Conor Olphert

Personal information
- Born: 28 December 1995 (age 30) Derry, Northern Ireland
- Batting: Right-handed
- Bowling: Right-arm medium
- Role: Bowler
- Relations: David Olphert (father)

International information
- National side: Ireland;
- T20I debut (cap 53): 26 June 2022 v India
- Last T20I: 28 June 2022 v India

Domestic team information
- 2020–2022: North West Warriors

Career statistics
| Competition | T20I | LA | T20 |
| Matches | 2 | 6 | 8 |
| Runs scored | – | 10 | 8 |
| Batting average | – | 10.00 | 8.00 |
| 100s/50s | –/– | 0/0 | 0/0 |
| Top score | – | 7 | 8 |
| Balls bowled | 30 | 267 | 168 |
| Wickets | 0 | 9 | 11 |
| Bowling average | – | 26.77 | 21.18 |
| 5 wickets in innings | – | 0 | 0 |
| 10 wickets in match | – | 0 | 0 |
| Best bowling | – | 3/83 | 3/27 |
| Catches/stumpings | 0/– | 1/– | 1/– |
- Source: Cricinfo, 15 July 2022

= Conor Olphert =

Irish cricketer (born 1995)

Conor Olphert (born 28 December 1995) is an Irish cricketer from Northern Ireland.
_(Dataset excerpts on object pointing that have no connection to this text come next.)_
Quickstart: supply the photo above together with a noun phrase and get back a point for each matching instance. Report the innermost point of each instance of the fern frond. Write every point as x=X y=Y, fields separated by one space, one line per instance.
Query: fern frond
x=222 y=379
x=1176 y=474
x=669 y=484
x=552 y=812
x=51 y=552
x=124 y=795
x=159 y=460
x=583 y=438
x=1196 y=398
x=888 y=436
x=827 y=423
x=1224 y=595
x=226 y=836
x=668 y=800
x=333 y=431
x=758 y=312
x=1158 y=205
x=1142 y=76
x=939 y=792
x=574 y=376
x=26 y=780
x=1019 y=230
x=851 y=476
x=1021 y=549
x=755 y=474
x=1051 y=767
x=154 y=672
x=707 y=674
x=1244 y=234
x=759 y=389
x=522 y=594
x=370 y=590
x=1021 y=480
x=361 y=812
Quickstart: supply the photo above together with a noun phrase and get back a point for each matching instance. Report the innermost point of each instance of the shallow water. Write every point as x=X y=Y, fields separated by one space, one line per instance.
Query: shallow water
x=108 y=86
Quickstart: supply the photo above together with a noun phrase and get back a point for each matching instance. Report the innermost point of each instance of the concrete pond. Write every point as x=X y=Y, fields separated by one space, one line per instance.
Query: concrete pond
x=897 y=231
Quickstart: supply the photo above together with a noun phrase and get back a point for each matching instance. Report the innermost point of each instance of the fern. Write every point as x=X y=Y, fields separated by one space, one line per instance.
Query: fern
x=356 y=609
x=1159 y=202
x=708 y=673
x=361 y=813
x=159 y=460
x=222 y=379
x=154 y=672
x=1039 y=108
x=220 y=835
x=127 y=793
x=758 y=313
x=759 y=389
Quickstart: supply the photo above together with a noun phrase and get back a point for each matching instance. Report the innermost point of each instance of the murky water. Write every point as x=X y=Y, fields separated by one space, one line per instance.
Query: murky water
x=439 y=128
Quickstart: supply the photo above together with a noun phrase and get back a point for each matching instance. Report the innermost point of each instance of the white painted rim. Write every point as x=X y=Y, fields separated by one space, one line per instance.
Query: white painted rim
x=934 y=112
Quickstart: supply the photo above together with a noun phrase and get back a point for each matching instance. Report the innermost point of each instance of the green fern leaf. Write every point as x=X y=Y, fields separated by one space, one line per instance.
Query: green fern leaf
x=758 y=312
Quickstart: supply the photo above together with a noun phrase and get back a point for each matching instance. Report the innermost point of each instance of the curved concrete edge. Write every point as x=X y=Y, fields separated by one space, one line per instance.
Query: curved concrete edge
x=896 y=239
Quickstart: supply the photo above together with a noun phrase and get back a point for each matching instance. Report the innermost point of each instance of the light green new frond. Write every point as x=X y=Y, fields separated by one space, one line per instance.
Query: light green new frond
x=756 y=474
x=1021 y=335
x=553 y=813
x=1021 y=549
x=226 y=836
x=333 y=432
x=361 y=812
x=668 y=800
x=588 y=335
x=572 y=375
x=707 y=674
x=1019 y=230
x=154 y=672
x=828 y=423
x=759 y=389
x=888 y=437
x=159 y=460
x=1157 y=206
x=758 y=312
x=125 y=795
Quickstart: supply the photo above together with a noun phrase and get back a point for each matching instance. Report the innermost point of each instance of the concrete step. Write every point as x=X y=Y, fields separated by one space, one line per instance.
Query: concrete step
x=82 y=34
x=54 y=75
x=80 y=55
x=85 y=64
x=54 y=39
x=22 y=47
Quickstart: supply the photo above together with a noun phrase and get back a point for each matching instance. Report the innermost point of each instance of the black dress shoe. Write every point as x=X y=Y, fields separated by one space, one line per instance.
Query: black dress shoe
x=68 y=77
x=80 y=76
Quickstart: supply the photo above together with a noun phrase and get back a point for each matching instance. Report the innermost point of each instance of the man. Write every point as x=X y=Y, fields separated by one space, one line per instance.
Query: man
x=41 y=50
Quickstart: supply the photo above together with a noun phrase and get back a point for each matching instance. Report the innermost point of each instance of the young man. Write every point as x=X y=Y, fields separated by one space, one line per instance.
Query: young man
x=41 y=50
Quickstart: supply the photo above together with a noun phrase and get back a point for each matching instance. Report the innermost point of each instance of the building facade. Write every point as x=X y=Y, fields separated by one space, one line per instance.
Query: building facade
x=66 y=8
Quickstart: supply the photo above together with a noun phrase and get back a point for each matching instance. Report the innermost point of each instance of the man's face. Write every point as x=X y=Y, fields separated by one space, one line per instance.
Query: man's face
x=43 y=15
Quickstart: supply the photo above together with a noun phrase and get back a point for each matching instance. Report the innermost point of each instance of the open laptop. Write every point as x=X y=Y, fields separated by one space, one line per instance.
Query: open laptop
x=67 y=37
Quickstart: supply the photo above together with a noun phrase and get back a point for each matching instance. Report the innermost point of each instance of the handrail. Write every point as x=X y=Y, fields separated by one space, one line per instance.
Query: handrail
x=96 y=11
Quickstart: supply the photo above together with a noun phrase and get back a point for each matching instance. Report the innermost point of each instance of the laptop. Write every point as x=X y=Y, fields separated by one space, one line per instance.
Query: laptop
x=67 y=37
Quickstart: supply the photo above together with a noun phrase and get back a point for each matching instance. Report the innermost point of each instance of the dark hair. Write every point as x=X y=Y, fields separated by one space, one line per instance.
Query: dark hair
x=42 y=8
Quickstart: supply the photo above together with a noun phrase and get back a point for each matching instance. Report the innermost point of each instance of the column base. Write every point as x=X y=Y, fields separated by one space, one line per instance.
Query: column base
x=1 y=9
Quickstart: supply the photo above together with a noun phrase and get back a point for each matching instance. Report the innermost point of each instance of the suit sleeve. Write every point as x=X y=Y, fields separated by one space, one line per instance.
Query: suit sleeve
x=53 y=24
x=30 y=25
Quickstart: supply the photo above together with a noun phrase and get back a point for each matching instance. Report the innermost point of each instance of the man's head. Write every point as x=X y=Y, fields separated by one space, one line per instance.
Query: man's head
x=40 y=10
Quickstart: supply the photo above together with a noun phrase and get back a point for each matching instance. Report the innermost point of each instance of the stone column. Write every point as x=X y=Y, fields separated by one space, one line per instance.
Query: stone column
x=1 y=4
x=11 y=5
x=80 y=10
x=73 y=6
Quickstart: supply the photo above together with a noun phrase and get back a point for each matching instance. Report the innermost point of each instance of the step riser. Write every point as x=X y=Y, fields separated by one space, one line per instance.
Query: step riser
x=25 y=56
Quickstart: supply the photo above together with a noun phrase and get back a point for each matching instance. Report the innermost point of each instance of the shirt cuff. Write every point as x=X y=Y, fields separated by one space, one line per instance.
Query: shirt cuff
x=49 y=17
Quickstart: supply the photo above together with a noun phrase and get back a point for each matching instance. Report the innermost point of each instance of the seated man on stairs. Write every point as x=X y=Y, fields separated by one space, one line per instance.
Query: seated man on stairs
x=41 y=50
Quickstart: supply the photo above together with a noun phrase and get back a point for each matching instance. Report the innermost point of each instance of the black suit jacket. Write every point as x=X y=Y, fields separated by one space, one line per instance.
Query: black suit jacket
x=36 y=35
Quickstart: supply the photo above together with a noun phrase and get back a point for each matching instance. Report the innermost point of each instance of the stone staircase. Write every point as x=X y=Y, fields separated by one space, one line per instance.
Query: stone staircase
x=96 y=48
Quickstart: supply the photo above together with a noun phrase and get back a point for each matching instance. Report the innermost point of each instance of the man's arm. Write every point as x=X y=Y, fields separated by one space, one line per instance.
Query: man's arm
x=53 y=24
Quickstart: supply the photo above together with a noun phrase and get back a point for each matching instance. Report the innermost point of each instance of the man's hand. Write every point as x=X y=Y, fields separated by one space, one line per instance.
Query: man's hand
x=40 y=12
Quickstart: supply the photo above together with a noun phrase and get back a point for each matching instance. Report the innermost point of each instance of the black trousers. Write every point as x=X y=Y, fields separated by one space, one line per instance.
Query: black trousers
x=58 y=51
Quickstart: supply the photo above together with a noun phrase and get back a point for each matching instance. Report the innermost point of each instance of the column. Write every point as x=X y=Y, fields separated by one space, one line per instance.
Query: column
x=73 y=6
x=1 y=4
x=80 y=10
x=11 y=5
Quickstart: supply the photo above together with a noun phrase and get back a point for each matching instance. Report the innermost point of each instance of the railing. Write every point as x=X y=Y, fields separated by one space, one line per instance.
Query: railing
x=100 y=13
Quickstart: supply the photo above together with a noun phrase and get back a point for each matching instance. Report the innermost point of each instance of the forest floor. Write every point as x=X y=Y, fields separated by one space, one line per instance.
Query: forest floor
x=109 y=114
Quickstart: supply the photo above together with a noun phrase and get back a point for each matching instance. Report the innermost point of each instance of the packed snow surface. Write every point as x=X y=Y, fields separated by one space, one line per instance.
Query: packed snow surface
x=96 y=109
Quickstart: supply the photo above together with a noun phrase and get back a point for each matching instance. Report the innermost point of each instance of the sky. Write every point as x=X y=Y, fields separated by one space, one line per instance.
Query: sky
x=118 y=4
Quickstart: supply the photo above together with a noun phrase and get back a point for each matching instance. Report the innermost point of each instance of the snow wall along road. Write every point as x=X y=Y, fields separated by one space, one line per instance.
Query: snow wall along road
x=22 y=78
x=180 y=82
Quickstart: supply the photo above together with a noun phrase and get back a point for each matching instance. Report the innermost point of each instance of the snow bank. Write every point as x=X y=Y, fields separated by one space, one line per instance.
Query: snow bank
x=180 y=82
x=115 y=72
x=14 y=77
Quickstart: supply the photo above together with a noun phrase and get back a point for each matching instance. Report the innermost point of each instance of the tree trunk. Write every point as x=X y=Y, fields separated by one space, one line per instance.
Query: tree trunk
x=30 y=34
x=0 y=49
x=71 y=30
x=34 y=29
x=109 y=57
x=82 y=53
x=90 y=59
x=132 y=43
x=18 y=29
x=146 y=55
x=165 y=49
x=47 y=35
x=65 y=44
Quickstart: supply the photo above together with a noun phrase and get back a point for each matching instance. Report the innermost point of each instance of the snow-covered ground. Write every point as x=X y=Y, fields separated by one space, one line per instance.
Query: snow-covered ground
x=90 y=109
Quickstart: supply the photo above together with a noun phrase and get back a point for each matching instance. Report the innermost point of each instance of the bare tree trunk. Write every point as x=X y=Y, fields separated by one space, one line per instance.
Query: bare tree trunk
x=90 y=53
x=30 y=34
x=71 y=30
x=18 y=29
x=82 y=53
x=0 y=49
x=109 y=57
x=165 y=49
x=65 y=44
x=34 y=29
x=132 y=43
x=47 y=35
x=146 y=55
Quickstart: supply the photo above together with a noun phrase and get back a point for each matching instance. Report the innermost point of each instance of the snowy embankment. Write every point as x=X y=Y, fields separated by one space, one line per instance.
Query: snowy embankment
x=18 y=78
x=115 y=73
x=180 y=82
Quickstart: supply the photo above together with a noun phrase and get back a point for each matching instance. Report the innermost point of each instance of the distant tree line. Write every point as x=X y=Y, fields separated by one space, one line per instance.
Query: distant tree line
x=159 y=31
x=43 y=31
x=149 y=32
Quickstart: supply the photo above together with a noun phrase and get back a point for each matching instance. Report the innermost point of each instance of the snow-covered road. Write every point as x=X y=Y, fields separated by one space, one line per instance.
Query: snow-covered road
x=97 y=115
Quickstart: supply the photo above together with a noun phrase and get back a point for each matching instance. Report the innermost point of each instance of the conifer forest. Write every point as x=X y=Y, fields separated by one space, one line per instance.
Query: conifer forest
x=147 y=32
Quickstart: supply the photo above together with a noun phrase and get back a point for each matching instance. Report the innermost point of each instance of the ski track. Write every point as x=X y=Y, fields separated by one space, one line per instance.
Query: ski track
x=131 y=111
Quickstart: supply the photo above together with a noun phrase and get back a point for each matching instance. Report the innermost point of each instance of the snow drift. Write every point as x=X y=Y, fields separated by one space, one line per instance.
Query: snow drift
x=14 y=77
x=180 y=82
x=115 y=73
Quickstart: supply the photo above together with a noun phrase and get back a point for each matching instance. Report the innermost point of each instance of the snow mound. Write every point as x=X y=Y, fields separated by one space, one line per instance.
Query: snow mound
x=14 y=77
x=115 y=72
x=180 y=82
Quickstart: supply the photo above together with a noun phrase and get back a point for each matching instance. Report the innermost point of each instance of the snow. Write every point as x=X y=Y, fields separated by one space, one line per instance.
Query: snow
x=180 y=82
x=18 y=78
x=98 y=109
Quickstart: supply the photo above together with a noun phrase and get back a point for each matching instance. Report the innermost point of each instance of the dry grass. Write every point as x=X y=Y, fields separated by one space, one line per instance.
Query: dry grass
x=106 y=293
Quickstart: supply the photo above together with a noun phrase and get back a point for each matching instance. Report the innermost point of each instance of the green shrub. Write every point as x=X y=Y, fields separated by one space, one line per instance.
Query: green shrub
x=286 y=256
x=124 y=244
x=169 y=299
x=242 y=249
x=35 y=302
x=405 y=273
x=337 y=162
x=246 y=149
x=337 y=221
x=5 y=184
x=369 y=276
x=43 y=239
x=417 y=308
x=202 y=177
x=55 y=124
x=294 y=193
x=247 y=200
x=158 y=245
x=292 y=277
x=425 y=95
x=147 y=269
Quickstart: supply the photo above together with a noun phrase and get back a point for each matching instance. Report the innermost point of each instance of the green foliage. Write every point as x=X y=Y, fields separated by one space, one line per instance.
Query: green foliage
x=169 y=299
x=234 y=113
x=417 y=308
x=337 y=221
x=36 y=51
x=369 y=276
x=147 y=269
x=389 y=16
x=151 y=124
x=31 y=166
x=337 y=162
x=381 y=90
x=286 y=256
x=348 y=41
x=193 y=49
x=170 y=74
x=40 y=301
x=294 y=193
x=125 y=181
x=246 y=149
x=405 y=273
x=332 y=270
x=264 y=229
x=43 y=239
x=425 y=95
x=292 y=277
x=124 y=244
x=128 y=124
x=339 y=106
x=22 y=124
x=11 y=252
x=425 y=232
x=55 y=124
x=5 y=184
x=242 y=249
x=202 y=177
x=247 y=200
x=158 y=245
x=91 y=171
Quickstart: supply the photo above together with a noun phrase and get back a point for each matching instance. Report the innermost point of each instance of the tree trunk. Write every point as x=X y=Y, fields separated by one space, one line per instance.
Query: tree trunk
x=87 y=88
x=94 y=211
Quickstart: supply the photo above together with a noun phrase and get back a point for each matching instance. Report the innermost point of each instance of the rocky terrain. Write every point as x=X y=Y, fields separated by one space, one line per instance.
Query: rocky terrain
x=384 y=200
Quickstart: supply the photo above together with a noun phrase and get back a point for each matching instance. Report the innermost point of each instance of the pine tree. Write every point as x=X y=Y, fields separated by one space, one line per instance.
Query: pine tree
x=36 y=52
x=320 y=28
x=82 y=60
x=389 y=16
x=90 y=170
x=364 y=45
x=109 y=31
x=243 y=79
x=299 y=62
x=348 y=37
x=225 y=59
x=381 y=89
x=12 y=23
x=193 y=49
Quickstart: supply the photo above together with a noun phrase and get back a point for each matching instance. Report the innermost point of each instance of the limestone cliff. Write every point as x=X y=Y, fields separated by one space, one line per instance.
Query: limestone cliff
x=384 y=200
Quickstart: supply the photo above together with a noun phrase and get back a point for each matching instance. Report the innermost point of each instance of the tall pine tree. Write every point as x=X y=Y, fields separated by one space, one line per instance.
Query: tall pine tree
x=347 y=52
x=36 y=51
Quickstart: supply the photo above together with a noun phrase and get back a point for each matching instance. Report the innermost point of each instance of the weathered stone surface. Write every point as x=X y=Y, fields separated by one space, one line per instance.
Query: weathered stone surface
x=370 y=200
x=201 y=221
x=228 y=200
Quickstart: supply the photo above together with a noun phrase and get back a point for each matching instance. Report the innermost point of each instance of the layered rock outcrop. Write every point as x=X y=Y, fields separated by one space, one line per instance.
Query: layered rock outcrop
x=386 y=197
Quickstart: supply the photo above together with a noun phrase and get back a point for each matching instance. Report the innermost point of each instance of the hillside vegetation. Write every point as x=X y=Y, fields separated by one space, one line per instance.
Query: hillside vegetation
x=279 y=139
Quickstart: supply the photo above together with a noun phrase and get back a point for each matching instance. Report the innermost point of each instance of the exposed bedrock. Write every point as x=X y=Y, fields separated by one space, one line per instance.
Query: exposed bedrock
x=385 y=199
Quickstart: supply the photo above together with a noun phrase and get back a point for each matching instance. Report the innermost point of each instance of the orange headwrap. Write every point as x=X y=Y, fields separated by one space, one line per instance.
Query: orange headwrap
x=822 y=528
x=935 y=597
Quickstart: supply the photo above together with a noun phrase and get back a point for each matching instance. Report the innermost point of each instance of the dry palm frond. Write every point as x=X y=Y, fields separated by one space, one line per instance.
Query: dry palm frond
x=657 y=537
He made his List A debut on 28 September 2020, for North West Warriors in the 2020 Inter-Provincial Cup. On 11 January 2021, Olphert was added to Ireland's squad as a net bowler for their matches against the United Arab Emirates and Afghanistan. In February 2021, Olphert was part of the intake for the Cricket Ireland Academy. He made his Twenty20 debut on 18 September 2021, for North West Warriors in the 2021 Inter-Provincial Trophy. In May 2022, Cricket Ireland awarded Olphert a nine-month contract.

==International career==
In June 2022, Olphert was named in Ireland's Twenty20 International (T20I) squad for their two-match series against India. He made his T20I debut on 26 June 2022, for Ireland against India. In May 2023, Olphert was named in Ireland's Test squads for their tour of England in June 2023.